Cobra Kai season 4 review: Stellar addition to this iconic franchise

Rating: 4/5

The fourth season of Cobra Kai brings around yet another All Valley tournament and the fate of the karate dojos is at stake with the losers being forced to shut down forever. The episodes are now streaming on Netflix.


With the conflict between the Cobra Kais on one side and the Miyagi-dos and Eagle fangs on another reaching a boiling point, Daniel LaRusso, Johnny Lawrence and John Kreese decide that they will bring this rivalry to an end at the upcoming All Valley Tournament.

Daniel and Johnny are convinced that the only way to beat the Cobra Kai dojo is for them to join forces and while they find it very difficult to coexist, they do manage to pick up valuable lessons from each other before eventually splitting up again.

Robbie decides to join Cobra Kai and insists that he’s only looking out for himself but when he sees how his protege, Kenny turns out, he realises that he too has succumbed to the poisonous environment in that dojo.

John Kreese seeks out his old buddy, Terry Silver, to help out with the tournament and while Terry does come with some good experience, he also has his own ulterior motives and betrays Kreese to accomplish his goals.

Sam and Tory maintain the animosity that comes with their rivalry with both girls going through their own struggles which they work towards overcoming with some help and guidance from unlikely sources.

Miguel is building his way back to full fitness and learns some key lessons about patience from Daniel at Miyagi-do but it also makes him realise that he doesn’t have the balance in his life, which is why he heads out in search of it by the end.

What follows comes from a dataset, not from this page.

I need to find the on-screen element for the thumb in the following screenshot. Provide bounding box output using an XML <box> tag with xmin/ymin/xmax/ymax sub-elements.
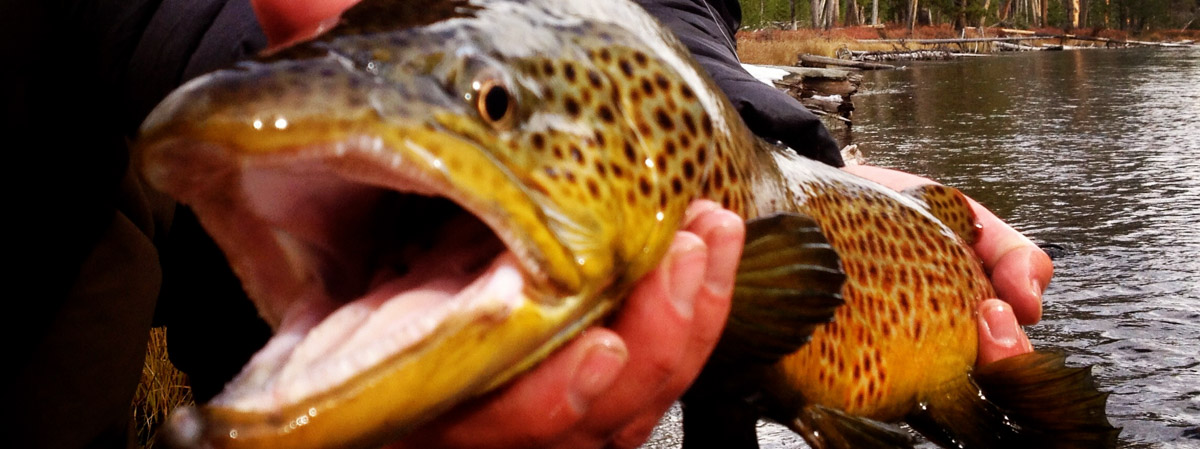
<box><xmin>251</xmin><ymin>0</ymin><xmax>360</xmax><ymax>52</ymax></box>
<box><xmin>976</xmin><ymin>299</ymin><xmax>1034</xmax><ymax>366</ymax></box>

A recurring trend seen in the characters of Cobra Kai is that no one is inherently “evil” or “good” in this world and the cast does a wonderful job of portraying that ethos yet again in this season.

Except for someone like Terry Silver or Carmen Diaz, many of the characters showcase moral shades of grey, proving that people are a sum of all their experiences and they cannot be defined by any one particular act or decision in their lives.

Wiliam Zabka and Ralph Macchio continue to lead from the front with their emotionally charged performances comfortably balanced with their comedic offerings during their many odd couple scenes together.

Credit should be given to each and every one of the younger stars who are brilliant in their roles as troubled, teens who struggle to really wrap their heads around what’s going on with them. Tanner Buchanan, Mary Mouser, Jacob Bertrand, Gianni DeCenzo, Peyton List and Xolo Maridueña absolutely shine throughout the season when given the spotlight.

Thomas Ian Griffith reprises his role as Terry Silver and he does well as a slightly more mature version of his character who still hasn’t completely lost his roots when it comes to his trademark insanity and maliciousness, letting it slip out at key moments.


The 80s themed soundtrack is yet again a standout, with the use of iconic covers and original songs from that era maintaining the connection to the original films while making sure it also stands strong as its own entity.

The storytelling is of the highest grade as multiple plotlines are explored simultaneously without overshadowing each other at all. The way these stories amalgamate so seamlessly is a clear example of the quality of the season.

The fight sequences are well choreographed with each movement well highlighted and bound to keep the viewer at the edge of their seat.

The writers have done a great job of balancing the serious tone with the humour that was so prominent in the original films with many quippy jokes at integral moments lightening the mood while not stealing anything from the overall intensity of the situation.

The portrayal of typical teen issues like bullying are dealt with quite appropriately and while some of the reactions can go a little overboard, they fit the narrative of this series perfectly.


Some of the storyline decisions are definitely questionable such as Miguel’s rather sudden quest to find his father in order to explore a new plotline or the fact that someone as young as Kenny is involved in such a manipulative and toxic environment at such an early age.

Worth it?

Cobra Kai is one the best examples of continuing a franchise that was built several years ago and then getting the execution right down to a ‘T’. From the brilliant performances to the many different stories being told, this nostalgia-filled season is a must-watch for anyone who is a fan of good quality content.